Hello friends
I want to completely disable the modem nat and have a dedicated route to communicate with them
This means that the client can communicate directly with the ip network with its own ip
wan ip: 172.x.x.x
lan ip: 94.x.x.153
user ip: 94.x.x.154
How do I enable these settings?
Your IPs look a little bit strange to me. It seems that you are using a private IP on the wan side and public IPs on the lan side?
Could you share what the 2nd block of the wan IP is?
If it's in the range of 172.16.0.0 to 172.31.255.255 it is a private IP.
Also why do you use public IPs for your lan?
1 Like
Yes, exactly
Because isp wants to give us an ip range service
And only I can access the internet with the ip range that isp gives me and I set it to Lan
That's why NAT needs to be disabled and router mode enabled so I can access the Internet on my client.
Are you sure you want to use public IPs for you LAN? This is highly uncommon as your clients are directly exposed without a firewall.
Usually you assign the public IP to the router and create a NAT. The clients can also access the internet behind a NAT. You don't need public IPs for your clients to reach the internet.
1 Like
Yes, I'm absolutely sure
This is a special service
And for these settings I do not know exactly what to do on openwrt
Can you provide me with the netmask of your public subnet and if it has dhcp from the isp or not?
1 Like
Yes, Sure
isp gives me ip as dhcp
And the subnet is 255.255.255.255
Also the subnet that I have to set to lan is 255.255.255.248
Which IP is he giving you as dhcp? The 172.x.x.x or the public ones?
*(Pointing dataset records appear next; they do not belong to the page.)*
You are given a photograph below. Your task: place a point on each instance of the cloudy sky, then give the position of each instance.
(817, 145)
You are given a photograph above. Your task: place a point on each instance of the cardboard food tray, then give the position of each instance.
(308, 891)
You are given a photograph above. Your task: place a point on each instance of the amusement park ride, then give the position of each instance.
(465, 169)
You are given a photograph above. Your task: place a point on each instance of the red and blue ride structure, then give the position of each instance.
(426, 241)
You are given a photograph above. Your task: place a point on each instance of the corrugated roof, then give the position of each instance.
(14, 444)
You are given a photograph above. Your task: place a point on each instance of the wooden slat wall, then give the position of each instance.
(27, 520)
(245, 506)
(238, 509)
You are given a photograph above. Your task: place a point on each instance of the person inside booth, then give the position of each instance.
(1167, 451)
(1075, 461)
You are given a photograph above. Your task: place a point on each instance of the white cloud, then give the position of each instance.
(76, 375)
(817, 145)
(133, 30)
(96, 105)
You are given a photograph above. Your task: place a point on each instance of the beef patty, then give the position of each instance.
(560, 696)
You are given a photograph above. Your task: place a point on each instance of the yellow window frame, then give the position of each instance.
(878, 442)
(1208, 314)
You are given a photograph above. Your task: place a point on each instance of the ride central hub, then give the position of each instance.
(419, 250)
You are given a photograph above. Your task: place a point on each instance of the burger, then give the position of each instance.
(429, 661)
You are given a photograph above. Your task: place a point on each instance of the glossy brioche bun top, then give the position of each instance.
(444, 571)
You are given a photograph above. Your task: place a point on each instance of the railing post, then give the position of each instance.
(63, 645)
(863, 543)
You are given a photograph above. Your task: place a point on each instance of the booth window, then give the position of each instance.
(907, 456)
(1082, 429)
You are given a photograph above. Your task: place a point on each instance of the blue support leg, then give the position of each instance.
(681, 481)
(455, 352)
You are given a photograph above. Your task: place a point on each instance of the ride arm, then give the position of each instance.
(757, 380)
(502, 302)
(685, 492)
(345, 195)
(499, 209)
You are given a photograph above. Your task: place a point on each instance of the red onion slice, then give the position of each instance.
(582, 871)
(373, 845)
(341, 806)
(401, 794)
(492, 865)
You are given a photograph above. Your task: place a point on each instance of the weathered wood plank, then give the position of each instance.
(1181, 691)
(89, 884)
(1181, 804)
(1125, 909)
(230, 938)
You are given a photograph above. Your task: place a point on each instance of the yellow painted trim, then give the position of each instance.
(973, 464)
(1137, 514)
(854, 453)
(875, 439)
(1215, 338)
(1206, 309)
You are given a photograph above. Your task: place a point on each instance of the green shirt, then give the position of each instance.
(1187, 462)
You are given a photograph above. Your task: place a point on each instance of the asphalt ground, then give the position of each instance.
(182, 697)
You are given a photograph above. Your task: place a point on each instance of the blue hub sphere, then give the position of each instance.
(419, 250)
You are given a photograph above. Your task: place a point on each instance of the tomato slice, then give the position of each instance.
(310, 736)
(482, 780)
Because it looks like your router would have to IPs on the WAN interface then.
1 Like
Gives me 172.x.x.x via dhcp
And this ip is on my wan
Have any idea to create route from lan to wan with no nat?
I see a problem here.
If you would like to use your public IPs you would move all physical ports into WAN interface and don't use the lan interface. So you would not be able to use the 172.x.x.x IP on the WAN interface as it already has a static IP from your public address pool. Also you can't use DHCP and Static on the same interface.
1 Like
I do not want to use dhcp and static on them at the same time on the wan
ip static is set to lan and I want send everything from lan to them without nat
Ok, can you post me the output of the /etc/config/network file with all public IPs and MAC addresses redacted
1 Like
Also it would be good to know how your ISP handles his Routing exchange. If he has an entry that your public subnet can be reached by sending it to 172.x.x.x (your WAN IP) you would just need to turn off Masquerading I believe.
3 Likes
yes sure
ifconfig :
br-lan Link encap:Ethernet HWaddr 0C:CF:89:21:8B:57
inet addr:94.x.x.153 Bcast:94.x.x.159 Mask:255.255.255.248
inet6 addr: fe80::ecf:89ff:fe21:8b57/64 Scope:Link
inet6 addr: fd8e:7e89:d344::1/60 Scope:Global
UP BROADCAST RUNNING MULTICAST MTU:1500 Metric:1
RX packets:10595 errors:0 dropped:0 overruns:0 frame:0
TX packets:4405 errors:0 dropped:0 overruns:0 carrier:0
collisions:0 txqueuelen:1000
RX bytes:2069205 (1.9 MiB) TX bytes:450682 (440.1 KiB)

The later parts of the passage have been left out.